For DWARF, I think we also try to skip namespace scopes, class forward decls, function types, and other things like that, but I forget the details.

I happen to know that many users of -gline-tables-only are very space constrained: we can't simply port this change from CV to DWARF. We'd have to add a new flag. The bar for such a flag is high. If someone provides a well-motivated use case, we could consider it.
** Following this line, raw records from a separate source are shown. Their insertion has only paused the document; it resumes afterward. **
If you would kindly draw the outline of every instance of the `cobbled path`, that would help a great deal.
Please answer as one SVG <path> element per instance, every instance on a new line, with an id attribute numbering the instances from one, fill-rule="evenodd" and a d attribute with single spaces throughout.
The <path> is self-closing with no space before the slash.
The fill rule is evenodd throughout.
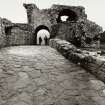
<path id="1" fill-rule="evenodd" d="M 49 46 L 0 50 L 0 105 L 105 105 L 105 84 Z"/>

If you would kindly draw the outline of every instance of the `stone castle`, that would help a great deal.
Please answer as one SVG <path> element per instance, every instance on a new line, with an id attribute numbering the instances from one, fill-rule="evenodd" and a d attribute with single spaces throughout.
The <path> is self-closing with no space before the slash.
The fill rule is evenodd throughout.
<path id="1" fill-rule="evenodd" d="M 78 47 L 94 45 L 102 28 L 87 19 L 82 6 L 52 5 L 40 10 L 35 4 L 23 4 L 28 22 L 12 23 L 0 18 L 0 47 L 11 45 L 35 45 L 37 33 L 45 29 L 50 38 L 67 40 Z M 62 16 L 67 16 L 65 21 Z"/>

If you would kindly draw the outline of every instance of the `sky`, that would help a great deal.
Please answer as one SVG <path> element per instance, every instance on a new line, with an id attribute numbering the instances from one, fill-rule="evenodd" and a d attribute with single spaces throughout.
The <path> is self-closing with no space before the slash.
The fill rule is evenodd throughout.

In D94639#2917445, @rnk wrote:

Hello! As far as I understand, Clang does not preserve info about namespace for functions declared in namespaces with -gline-numbers-only flag. Is there any way to retrieve this info for DWARF? I thought FIXME at line 261 in CGDebugInfo was addressing exactly this issue.

No, I don't think there is a way to achieve this.

The current -gcodeview -gline-tables-only behavior as I understand it is to emit regular debug info, but skip two key source of info:

  • never emit complete class declarations, always use forward decls
  • never emit variable locations, only emit source locations

For DWARF, I think we also try to skip namespace scopes, class forward decls, function types, and other things like that, but I forget the details.

I happen to know that many users of -gline-tables-only are very space constrained: we can't simply port this change from CV to DWARF. We'd have to add a new flag. The bar for such a flag is high. If someone provides a well-motivated use case, we could consider it.

Thank you for the detailed answer. I'll discuss our use case with our team. Should I create a separate ticket for this? Or maybe it would be better if I submitted the PR adding this flag?

rnk added a comment.Aug 4 2021, 9:25 AM

Thank you for the detailed answer. I'll discuss our use case with our team. Should I create a separate ticket for this? Or maybe it would be better if I submitted the PR adding this flag?

It's free to upload patches, and they help drive discussion forward, but I think the main thing is to be really clear about what problem this solves and what the costs are. An easy metric for the cost would be the binary size of clang with -g1 and how much it increases in the new mode.